One of the major problems in regard to the provision of health care in this country has been the total lack of planning. A simple example of this can be seen in the figures relating to dialysis services. There are more than 1,800 people receiving dialysis at this time, which equates to some 250,000 appointments in real terms, or 20% of day care procedures in the State. In Norway, by comparison, only 370 people are receiving dialysis, and more than 300 kidney transplants are conducted in that country every year. In Ireland, only 150 of those operations are carried out annually. This situation is a consequence of the lack of planning over the ten years from 2000 to 2010. If people are complaining about the health service, they must look, in the first instance, at the lack of planning.

The health care budget for next year is €5 billion less than it was five years ago, but the services are still being delivered. There are issues that need to be tackled, but the fundamentals are there. In maternity care, for instance, Ireland has among the lowest rates of maternal mortality and perinatal mortality in Europe. That is because we have a dedicated staff delivering a very good service. I support Senator David Norris's comments in this regard. We need to ensure that when there are cutbacks, services are maintained. Reducing the budget should not necessarily result in a reduction in services. On the contrary, it is about achieving better value for money. It is also about setting up proper structures. Another example of a lack of planning is the fact we have more than 2,000 junior doctors on six-month contracts. That particular system has been in place for the past 20 years and is no longer working. As a result, more than 65% of our graduates are leaving the system within 12 months of qualifying from medical college. That problem must be addressed.
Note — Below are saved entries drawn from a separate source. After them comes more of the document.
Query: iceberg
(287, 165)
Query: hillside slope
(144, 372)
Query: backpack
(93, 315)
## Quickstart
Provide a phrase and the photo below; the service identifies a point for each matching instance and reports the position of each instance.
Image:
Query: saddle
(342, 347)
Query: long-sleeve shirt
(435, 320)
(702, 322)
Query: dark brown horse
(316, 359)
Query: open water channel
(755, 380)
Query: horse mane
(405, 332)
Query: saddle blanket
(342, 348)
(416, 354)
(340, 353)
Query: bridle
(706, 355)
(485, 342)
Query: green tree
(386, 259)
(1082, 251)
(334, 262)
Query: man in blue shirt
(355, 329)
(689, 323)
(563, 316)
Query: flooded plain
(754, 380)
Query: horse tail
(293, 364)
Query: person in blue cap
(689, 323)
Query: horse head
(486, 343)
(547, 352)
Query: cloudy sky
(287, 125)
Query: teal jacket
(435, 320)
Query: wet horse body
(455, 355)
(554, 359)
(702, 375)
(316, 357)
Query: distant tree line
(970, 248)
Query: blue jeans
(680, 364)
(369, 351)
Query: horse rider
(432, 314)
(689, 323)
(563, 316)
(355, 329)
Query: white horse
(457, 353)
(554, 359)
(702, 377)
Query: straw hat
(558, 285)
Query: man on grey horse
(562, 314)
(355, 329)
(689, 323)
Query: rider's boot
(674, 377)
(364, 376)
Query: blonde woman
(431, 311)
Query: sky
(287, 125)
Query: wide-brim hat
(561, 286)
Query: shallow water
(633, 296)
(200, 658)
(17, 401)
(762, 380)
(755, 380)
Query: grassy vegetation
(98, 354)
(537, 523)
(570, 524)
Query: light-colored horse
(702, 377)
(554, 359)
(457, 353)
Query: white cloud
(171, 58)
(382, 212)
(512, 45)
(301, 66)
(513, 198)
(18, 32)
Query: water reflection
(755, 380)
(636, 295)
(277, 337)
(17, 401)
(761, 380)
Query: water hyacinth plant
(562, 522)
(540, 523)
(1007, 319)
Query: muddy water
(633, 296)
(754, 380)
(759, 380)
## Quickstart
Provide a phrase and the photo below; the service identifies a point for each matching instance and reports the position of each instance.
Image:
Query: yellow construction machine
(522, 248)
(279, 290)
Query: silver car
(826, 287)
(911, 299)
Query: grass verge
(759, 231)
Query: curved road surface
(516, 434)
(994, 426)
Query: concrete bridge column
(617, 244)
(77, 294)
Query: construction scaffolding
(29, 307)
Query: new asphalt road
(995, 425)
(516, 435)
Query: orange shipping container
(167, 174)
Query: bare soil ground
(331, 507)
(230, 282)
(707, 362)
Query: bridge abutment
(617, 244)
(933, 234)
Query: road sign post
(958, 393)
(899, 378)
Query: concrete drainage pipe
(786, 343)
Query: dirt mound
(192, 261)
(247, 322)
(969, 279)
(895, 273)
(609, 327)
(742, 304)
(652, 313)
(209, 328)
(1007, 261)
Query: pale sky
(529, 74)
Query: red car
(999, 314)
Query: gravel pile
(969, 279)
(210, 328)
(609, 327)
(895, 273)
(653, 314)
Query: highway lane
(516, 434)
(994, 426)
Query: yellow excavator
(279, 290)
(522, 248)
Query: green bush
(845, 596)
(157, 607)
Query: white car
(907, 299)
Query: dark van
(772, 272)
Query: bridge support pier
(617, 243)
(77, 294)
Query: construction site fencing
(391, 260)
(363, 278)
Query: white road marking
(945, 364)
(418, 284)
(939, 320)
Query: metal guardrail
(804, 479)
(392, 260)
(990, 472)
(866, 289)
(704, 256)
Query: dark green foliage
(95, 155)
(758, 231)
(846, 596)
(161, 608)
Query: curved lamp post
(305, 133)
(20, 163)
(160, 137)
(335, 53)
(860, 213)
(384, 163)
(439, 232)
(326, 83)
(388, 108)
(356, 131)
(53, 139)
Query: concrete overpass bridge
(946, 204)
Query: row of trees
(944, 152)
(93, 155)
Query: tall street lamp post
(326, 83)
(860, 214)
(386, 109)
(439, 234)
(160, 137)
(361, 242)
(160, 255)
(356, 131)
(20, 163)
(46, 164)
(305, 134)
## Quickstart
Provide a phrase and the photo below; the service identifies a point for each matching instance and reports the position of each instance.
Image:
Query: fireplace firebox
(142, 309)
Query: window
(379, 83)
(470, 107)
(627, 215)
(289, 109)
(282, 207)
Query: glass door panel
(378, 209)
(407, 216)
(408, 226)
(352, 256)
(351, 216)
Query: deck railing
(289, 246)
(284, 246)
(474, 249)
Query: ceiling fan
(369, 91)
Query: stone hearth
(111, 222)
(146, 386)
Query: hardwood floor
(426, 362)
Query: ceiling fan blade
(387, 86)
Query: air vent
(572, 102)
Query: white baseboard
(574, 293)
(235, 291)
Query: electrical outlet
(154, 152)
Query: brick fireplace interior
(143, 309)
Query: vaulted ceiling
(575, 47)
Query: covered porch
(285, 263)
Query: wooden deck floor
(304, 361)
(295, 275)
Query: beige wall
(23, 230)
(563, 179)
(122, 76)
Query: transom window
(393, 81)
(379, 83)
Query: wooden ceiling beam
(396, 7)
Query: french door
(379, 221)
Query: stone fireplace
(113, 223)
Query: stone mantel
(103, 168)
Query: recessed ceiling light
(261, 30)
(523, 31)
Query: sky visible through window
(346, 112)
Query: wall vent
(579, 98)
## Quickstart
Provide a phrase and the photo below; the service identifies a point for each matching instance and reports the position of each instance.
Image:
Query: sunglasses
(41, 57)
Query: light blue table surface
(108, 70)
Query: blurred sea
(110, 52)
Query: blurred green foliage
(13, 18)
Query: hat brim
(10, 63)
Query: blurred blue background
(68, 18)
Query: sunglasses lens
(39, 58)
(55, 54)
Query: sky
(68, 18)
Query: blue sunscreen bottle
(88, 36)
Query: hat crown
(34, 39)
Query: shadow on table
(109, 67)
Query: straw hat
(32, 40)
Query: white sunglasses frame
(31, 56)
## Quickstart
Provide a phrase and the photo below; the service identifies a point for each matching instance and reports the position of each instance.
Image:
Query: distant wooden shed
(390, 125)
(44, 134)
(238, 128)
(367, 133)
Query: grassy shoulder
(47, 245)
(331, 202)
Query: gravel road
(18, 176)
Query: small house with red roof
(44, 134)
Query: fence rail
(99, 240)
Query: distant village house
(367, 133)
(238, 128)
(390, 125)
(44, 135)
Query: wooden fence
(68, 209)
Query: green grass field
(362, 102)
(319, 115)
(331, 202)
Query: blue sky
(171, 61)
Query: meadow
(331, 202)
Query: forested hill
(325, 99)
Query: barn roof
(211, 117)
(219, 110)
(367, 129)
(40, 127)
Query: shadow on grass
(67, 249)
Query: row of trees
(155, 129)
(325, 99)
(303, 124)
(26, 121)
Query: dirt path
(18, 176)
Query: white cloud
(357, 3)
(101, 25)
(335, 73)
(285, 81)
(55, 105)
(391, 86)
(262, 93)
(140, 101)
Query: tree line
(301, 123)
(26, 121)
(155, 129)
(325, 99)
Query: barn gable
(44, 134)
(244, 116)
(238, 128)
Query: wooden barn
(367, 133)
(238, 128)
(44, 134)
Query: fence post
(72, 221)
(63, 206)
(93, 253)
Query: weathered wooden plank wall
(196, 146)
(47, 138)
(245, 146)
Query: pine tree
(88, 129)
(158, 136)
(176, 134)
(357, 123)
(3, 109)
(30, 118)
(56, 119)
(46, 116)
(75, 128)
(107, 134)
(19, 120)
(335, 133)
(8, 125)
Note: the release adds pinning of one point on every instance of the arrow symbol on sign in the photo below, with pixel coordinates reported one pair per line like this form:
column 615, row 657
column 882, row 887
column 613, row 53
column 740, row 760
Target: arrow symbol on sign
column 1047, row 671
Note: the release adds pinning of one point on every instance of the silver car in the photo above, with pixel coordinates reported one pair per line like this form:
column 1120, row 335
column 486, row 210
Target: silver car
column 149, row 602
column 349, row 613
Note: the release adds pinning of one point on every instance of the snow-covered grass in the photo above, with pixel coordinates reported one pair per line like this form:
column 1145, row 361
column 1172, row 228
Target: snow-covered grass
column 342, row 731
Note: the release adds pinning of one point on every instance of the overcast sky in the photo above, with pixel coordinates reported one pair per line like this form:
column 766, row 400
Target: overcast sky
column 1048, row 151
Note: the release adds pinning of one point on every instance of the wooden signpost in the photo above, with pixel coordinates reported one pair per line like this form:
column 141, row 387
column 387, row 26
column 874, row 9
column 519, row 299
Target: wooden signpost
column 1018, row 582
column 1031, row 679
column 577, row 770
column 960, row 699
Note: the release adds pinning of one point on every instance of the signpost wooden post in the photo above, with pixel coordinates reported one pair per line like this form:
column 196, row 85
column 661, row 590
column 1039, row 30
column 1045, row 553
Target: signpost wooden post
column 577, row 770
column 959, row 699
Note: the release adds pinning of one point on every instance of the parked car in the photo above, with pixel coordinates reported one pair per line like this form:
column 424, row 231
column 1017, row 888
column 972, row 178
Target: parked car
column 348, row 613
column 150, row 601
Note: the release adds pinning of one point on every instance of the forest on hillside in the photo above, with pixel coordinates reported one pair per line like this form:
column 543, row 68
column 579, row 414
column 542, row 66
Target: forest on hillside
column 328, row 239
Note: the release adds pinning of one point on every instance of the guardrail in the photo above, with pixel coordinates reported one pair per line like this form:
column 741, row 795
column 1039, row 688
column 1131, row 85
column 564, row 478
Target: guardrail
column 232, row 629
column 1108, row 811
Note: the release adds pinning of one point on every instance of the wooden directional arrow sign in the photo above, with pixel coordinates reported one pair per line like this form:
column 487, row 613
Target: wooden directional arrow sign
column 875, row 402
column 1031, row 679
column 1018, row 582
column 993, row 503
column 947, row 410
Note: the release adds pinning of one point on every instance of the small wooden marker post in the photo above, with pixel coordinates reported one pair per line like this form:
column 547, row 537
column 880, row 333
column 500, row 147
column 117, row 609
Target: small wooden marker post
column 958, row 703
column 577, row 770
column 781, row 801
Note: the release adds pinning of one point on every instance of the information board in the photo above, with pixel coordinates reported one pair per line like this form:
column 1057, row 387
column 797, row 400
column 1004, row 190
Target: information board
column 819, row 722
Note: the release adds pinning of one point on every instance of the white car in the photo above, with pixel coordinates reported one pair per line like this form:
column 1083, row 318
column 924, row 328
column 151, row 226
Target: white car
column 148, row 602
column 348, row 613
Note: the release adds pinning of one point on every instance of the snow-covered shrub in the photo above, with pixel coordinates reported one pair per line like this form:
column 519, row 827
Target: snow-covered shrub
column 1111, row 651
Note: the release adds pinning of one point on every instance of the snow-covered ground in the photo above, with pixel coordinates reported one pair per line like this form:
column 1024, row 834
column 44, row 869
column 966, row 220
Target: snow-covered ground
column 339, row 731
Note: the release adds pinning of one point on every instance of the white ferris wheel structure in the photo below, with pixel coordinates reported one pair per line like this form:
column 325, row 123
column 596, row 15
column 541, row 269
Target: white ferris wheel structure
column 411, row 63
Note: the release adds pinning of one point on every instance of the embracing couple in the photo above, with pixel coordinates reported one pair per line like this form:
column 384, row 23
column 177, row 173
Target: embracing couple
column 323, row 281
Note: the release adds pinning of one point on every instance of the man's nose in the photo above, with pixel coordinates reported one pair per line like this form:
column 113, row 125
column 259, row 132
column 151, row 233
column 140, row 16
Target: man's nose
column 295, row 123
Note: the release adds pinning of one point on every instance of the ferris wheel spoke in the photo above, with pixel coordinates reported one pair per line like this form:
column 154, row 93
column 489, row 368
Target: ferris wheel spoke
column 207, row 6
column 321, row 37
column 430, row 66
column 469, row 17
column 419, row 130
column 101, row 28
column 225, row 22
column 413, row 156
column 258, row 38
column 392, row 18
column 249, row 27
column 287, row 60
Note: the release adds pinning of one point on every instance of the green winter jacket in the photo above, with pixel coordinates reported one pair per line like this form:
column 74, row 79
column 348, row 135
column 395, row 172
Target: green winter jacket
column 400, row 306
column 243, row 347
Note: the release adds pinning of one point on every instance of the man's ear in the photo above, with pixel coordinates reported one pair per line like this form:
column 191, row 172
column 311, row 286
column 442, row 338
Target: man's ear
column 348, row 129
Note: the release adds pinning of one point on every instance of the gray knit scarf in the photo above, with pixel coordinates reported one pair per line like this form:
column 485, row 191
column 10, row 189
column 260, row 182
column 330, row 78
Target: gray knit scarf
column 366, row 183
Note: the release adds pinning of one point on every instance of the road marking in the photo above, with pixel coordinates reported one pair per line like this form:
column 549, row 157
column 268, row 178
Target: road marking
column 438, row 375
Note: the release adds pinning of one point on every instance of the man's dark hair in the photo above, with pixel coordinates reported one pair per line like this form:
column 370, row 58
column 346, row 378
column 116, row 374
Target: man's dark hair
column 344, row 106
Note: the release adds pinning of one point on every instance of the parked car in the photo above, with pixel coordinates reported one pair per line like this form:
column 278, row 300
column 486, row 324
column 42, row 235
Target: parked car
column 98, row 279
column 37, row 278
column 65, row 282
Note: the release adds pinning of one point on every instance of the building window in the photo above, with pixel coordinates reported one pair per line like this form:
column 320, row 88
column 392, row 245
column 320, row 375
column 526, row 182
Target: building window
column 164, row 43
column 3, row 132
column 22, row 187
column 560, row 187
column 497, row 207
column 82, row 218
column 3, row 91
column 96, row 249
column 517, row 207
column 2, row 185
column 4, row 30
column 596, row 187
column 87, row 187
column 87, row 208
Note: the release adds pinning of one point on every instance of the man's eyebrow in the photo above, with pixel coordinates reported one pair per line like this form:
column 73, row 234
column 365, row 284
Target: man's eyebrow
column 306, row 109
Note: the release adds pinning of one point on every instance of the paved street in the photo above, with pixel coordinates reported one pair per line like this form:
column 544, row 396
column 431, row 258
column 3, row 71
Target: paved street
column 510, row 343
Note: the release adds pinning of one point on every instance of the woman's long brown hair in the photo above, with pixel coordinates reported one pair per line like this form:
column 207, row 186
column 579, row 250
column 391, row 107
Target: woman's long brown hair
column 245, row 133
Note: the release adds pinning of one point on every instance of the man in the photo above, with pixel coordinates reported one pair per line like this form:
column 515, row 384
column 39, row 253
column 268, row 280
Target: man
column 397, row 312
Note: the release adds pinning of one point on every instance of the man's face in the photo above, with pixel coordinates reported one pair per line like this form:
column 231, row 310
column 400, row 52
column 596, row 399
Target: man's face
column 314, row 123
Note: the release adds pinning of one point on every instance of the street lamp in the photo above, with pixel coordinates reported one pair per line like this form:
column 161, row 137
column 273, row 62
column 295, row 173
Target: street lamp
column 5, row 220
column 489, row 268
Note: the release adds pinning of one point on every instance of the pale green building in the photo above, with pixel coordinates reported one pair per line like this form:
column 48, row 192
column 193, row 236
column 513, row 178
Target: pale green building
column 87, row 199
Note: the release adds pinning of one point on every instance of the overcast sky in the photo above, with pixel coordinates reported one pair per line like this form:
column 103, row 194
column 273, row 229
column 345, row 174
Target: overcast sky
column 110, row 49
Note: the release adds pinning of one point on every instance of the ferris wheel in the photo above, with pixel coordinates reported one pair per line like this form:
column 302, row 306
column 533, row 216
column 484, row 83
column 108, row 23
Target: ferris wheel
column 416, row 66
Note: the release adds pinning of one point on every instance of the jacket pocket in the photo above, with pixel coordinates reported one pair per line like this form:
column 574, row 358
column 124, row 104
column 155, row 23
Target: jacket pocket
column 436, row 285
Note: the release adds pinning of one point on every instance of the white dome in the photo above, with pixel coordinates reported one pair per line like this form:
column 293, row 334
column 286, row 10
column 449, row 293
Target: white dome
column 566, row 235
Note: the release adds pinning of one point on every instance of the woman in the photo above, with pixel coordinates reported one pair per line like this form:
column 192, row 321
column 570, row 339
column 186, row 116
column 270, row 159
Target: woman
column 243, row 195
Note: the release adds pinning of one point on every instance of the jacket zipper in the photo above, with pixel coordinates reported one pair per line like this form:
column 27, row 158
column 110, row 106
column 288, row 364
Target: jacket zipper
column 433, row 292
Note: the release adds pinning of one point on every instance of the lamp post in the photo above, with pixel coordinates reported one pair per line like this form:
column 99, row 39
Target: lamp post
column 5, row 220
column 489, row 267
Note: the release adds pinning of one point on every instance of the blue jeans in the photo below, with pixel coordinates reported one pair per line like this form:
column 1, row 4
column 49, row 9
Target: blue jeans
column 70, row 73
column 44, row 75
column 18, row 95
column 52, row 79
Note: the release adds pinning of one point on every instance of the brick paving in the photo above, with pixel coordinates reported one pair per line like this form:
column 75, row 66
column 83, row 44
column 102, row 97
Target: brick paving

According to the Minister, he is dealing with that. He is setting up a structure to ensure long-term, rather than six-month, contracts are offered to junior doctors. These are the issues we are dealing with.

There is a need for a debate on the structures of governance and the six hospital groups we are setting up. We need to look at the system of governance in respect of the area of community care and the system of governance that will be put in place. We have not had a debate on it and it is something we must have in terms of how it will be put in place, monitored and managed.